The IBC defines a “person” in an expansive manner and includes persons resident outside India. This explicitly created the opportunity for the regulator to issue regulations permitting a foreign resident to register as an IP in India. Clause 11 of the draft regulations, however, explicitly makes a person resident outside India ineligible to register as an IP. A similar restriction has been applied to the registration of IPAs. Clause 3 of the draft regulations on Registration of Insolvency Professional Agencies says, "no person resident outside India shall at any time, have or acquire control over the applicant, or own more than 49 per cent of the share capital of the applicant."
These are significant limitations given that at present there are no existing IPs in India and that many corporate debtors and creditors are facing severe financial stress. In such circumstances, permitting non-resident IPs to mediate between debtors and creditors would have enabled rapid and efficient resolution, even as domestic expertise and capacity in this field gets created. There can also be a potential to transfer expertise and know-how from other jurisdictions that have regulated IPs, leading to the faster development of the profession in India.
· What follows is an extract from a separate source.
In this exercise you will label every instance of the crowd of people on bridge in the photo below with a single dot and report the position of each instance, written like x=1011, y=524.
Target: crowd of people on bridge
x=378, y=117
Countries such as the United Kingdom and Canada have a well-developed cadre of self-regulated IPs. While Canada does not have IPAs, the UK has had them for almost three decades. Over time, this structure of IPs and IPAs has witnessed better self-regulation, including the development of well-defined codes of ethics and business practices, along with better methods of monitoring the performance of member IPs by IPAs. A lot of these learnings can be assimilated into the Indian system if professionals from such countries are allowed to service Indian debtors and creditors.
State intervention through regulation is justified when there is a market failure. In the field of insolvency profession, potential sources of market failure include risks to consumer protection and concentration of market power. None of these risks is aggravated by having non-residents register as IPs in India or allowing more than 49 per cent foreign ownership of IPAs. In other words, from a risk-based perspective, it is not clear what risk is sought to be mitigated by not permitting non-residents to be IPs. Under the draft regulations, all IPs will have to clear a qualifying exam and become members of IPAs. This will weed out unskilled or unethical persons regardless of whether they are residents of India or not. The regulations could be designed such that any non-resident IP would be subject to the same standards of supervision, monitoring and disciplinary action in India as a resident IP.
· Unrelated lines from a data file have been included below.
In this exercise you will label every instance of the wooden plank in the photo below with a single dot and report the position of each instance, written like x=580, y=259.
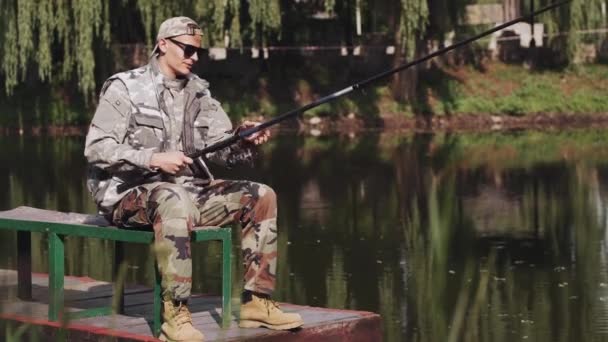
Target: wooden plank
x=320, y=324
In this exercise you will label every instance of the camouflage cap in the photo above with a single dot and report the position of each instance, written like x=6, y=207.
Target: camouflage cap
x=176, y=26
An important objective of the regulator is to facilitate the development of the insolvency profession in India. The IBBI needs to ensure that adequate safeguard measures are built into the regulations to foster competition among the IPAs and prevent consumer protection related problems. There is no plausible nexus between the discrimination against foreign IPs and the objectives of the regulator, especially when the IBC allows for it. No rationale accompanying the draft regulations has been provided either to explain if this is a national security consideration, though it seems highly unlikely in this case. In the absence of any explanatory note or comment published by the MCA, it is fair to argue that these proposals be reconsidered.
Moreover, while the definition of a person under the IBC includes different kinds of natural and artificial legal entities such as Limited Liability Partnerships (LLPs) and trusts, the draft regulations permit only individuals and partnership firms to register as IPs. Again it is not clear why some legal forms are prohibited while others are allowed. While some legal forms may be difficult to regulate as IPs (for example, trusts and societies), it is unclear why LLPs are not permitted to apply when they are basically partnerships with limited liability.
The issues highlighted above will have a significant impact on the nature and development of the IPs in India over the next several years. In the insolvency and bankruptcy processes envisaged by IBC, the courts have been entrusted with a largely administrative role, while the IPs will actually mediate in reaching a resolution. Given the critical role to be played by this new profession, once the IBC is notified and becomes functional, it is of utmost importance that there be clarity on the regulatory structure for the IPs. It would be a good idea to jump-start this profession by encouraging the adoption of best practices and principles from jurisdictions that have effective bankruptcy regimes and one way of doing this would be to permit non-residents to practice as IPs in India.